Welcome to the new series, In Quest of My Oasis at Inspirations and Creative Thoughts. This hopefully will turn out to be short dialogues with seekers & lovers of Sufi path. The Mystic Master Prophet Muhammad said, "at-turuqu ila 'Llahi ka-nufusi bani Adam", 'the ways to God are as numerous as the human souls'. The Quran states in the verse 2:148, "And for everyone there is a direction towards which one turn." The reason it is titled as 'My Oasis' because this will be, God willing, about inspiring personal, individual journey to the Goal.

An oasis is a lush green garden in a desert or wasteland. Here Oasis symbolizes both the sufi journey and the path. In the arid desert the oasis carries the water of life, spring gushes up from the heart of the earth that delights the soul. Rumi has hints for us:

Search, no matter what situation you are in.
O thirsty one, search for water constantly.
Finally, the time will come when you will reach
the spring.

In this series we wish to engage with contemporary seekers who are drawn to that Quest. We hope to know them, connect with them, share their beautiful journey in the spirit of what sufis call Sohbet. The first episode of In Quest of My Oasis is blessed by the presence of Amatullah Jyly Armstrong, may Beloved's graceful glace be upon her heart. Amatullah presently resides in South Africa and she frequents Zawiya Ebrahim for her access to the Oasis.

Amatullah Armstrong sitting
Even though it’s the most illusive question for this human existence and its journey, but let us do Bismillah with this question. Who is Amatullah J. Armstrong?

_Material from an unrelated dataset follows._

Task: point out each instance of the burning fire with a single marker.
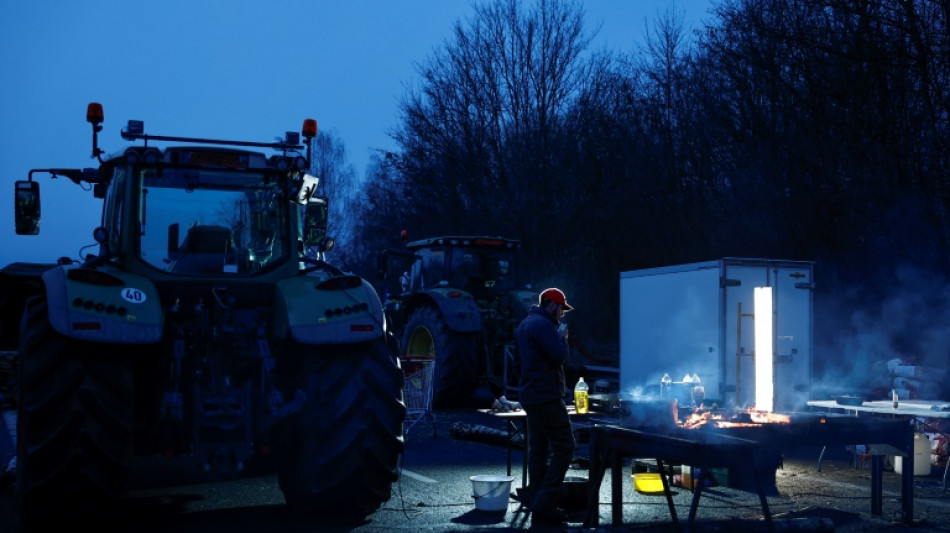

Good question!! I don’t know who she is!

However, a nutshell version of who Amatullah J Armstrong is. I am Australian. Born in Sydney into a Christian family. Normal childhood, sprinkled with a dash of the poetry of Omar Khayyam whom my father always recited and loved: a lasting influence on me although it lay dormant for many years. Immersed in the hippie generation of the 60s and 70s. Trained as an Art Teacher. Married an artist, lived on our farm in northern NSW, Australia and then started travelling throughout the world, living for several years in France. Studied yoga, Zen, Essene practices. In 1981 undertook a monumental 5000km bicycle journey from Paris to Tunisia, where I initially encountered Islam. After two years of intense research into Islam and Sufism I embraced Islam in the Sahara Desert in Algeria. Entered my first Sufi tariqa in 1990 – a branch of Shadhiliyya. Wrote several books on my personal experience of the Sufi journey. Performed Haj in 1997. Lived in Pakistan 1998-2008, where I connected to Chishti tariqa. Came to live at Zawia Ebrahim in South Africa in 2008. Connected to Shadhiliyya/Darqawi tariqa through Shaykh Ebrahim Schuitema.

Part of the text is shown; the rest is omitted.